The “keys entrusted to the successor of St Peter’’, pope Benedict XVI once wrote, “are his for only a speck of time, and as steward, the pope is not answerable to the here and now”.
Pope Leo XIV’s words, looking to the transcendent, when he spoke on the Vatican balcony on Thursday afternoon Rome time after his election suggest he would agree.
“We are disciples of Christ,’’ he said. “Christ precedes us. The world needs his light. Humanity needs him as the bridge to be reached by God and his love.’’
In other words, spiritual leadership matters more for popes than cultivating popularity.
However eagerly MAGA fans and implacable opponents of Donald Trump and JD Vance are anticipating a social media battle between the White House and the Vatican, a war of words in cyberspace would do Christianity and the US a serious disservice if it became a hallmark of Leo’s papacy.
His sights, surely, will be on higher objectives. And the church needs a lion, with all the courage of St John Paul II, not a puppet.
Responding to developments in the secular world is part of the papacy’s role.
Attacks on the church’s core work and values, however, are coming thick and fast from more lethal quarters than the US. If Leo is to honour his statement on the balcony that his job was “to walk together with you, as a united church always seeking peace, justice, always trying to work as men and women faithful to Jesus Christ, without fear, to proclaim the gospel, to be missionaries’’, he will need to look close to home, at the Vatican’s seven-year-old pact with the Chinese Communist Party.
While the pact was designed to strengthen the church’s hand in China, its position has taken two bad blows in recent weeks.
First, the CCP has thumbed its nose at the Vatican, defying the pact by acting unilaterally to appoint two new bishops, in Shanghai and Xinxiang, without consultation, while the papacy was vacant after Francis’s death.
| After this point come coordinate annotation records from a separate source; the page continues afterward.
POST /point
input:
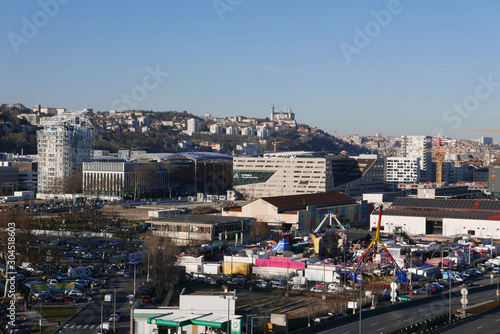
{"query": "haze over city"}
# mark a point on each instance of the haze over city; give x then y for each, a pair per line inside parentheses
(390, 67)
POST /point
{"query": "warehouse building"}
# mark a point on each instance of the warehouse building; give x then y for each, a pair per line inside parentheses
(441, 217)
(302, 213)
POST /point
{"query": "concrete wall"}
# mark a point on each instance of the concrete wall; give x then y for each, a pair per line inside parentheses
(482, 228)
(451, 226)
(320, 275)
(275, 273)
(411, 225)
(214, 303)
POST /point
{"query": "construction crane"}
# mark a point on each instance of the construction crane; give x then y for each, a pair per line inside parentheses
(329, 215)
(439, 162)
(400, 276)
(275, 143)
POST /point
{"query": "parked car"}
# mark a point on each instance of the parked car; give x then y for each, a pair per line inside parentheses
(405, 298)
(420, 291)
(324, 318)
(468, 283)
(340, 315)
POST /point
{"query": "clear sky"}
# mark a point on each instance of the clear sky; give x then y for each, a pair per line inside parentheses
(390, 67)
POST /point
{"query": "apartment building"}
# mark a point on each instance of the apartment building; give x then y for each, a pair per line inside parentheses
(418, 147)
(401, 170)
(64, 143)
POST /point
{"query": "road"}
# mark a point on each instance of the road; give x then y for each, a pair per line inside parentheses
(89, 320)
(394, 320)
(489, 323)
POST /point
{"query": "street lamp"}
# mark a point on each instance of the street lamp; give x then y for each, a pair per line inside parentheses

Second, from May 1, it has imposed severe criminal sanctions to crack down on missionary activity, the lifeblood of much of the church’s work
Leo’s willingness to respond will test of his independence and strength, regardless of whether he reappoints the agreement’s architect, Cardinal Pietro Parolin, as secretary of state.
Sorting out Francis’s complicated legacy in Ukraine also will be a formidable task.
Leo will need to walk a tightrope on synodality, the trend towards local, national and international assemblies of clergy and the laity to discuss the future of the church and its organisation and practices.
On Thursday, the Pope was blunt: “We want to be a synodal church.’’
Activists who want changes, and those with the time and inclination to attend meetings, relish the process.
Others abhor it as tedious gabfests. And some point to controversial outcomes such as the German synod voting for blessings for same-sex couples.
Tensions arise when bishops, cardinals and popes cannot match the expectations of some participants on issues such as female ordination. For all the discussions, doctrine is not theirs to change.
White smoke on the second day of the conclave and the election of the first American-born Pope were double surprises. Breaking the centuries-old taboo against US cardinals is a good thing; the American church is more faithful, energetic, generous and better run than it is in most developed countries, especially in Europe.
It could help Leo sort out the Vatican’s growing structural budget deficit and the unfunded liability of up to €2bn ($3.5bn) in its pension fund. He also will want to draw new converts to the faith and encourage Catholics who have fallen away to come back
In choosing the name Leo, Cardinal Robert Prevost aligned himself to his namesake more than a century ago. As St John Paul II’s biographer George Weigel told the National Catholic Register: “Leo XIII invented the modern papacy. Leo XIV’s task will be to make that modern papacy into an instrument for converting.”